The change of a single fluorinated molecule, produces not only pharmacokinetic differences (such as half-life, absorption rate and distribution) but also important pharmacodynamic differences: desflurane is a more pungent airway irritant, more vasodilator than sevoflurane, and has different actions on central nervous system [30]. No epileptiform movements have been described with desflurane, equi-MAC of both anesthetics do not produce similar EEG-derived indices (desflurane BIS/CAM ratio is lower than sevoflurane’s) and its analgesic properties are different [31] [32]. Desflurane administered at equipotent 1.0 MAC produces significantly lower Surgical Pleth Index (SPI) values than sevoflurane [33]. Therefore, it is not surprising that the effect on ED is also different.

It should be noted that desflurane, like other inhalation agents, has a potential effect on global climate change given its known greenhouse effect [34] [35]. This could be counteracted with the use of scavenging devices such as carbon filters, placed through hoses in the exhaled gas outlet from the anesthesia breathing circuits or in the waste gas outlet of the anesthesia machine.

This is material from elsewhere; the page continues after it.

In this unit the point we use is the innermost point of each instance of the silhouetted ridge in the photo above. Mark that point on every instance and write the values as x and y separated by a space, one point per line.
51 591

Technologies are currently being developed and refined to capture and destroy scavenged agents, thereby further reducing their atmospheric release [36]. The possibility of rescuing them again is also actually being considered, extracting them from these carbon filters where they remain trapped, in order to be reused, achieving recycling in the form of a circular economy (CONTRAfluranTM) [37]. Furthermore, we should always consider to use low oxygen/air flows, appropriate for the delivery system used [38].

In our study, regardless of anesthetic agent used, up to 20% of children experienced POMBC during the first two weeks after surgery. This is in line with previous studies that also used PHBQ to assess POMBC after day case surgery [39]. POMBC appears to be a limited phenomenon, as 30 days after surgery all children had recovered from POMBC. However, it is unclear whether these young patients could develop phobias, post-traumatic stress disorders and/or other long-term behavioral changes. We did not find association between the occurrence of ED and POMBC, suggesting that POMBC etiology is multifactorial. Other factors, such as previous healthcare experiences, were not analyzed in our study and may have influenced POMBC development. Future research may determine whether ED has long-term sequela in children, as currently there is no evidence on this.

6. Conclusion

In order to reduce ED and its consequences in children, it is advisable to identify patients at risk and take preventive measures, such as reducing preoperative anxiety, controlling postoperative pain and providing a single bolus of propofol intraoperatively. Selecting desflurane for anesthetic maintenance allows a faster recovery and is as safe as sevoflurane, including postoperative behavioral disorders. Although desflurane did not statistically decrease ED incidence as compared with sevoflurane, patients who were agitated with desflurane were qualitatively less disoriented and disconnected from their surroundings.

Acknowledgements

Not applicable.

Funding

This research was carried out without any funding.

Conflicts of Interest

F. Reinoso-Barbero has collaborated with Baxter as instructor in courses of Clinical Management of Desflurane in Children. This collaboration started after the finalization of this clinical trial.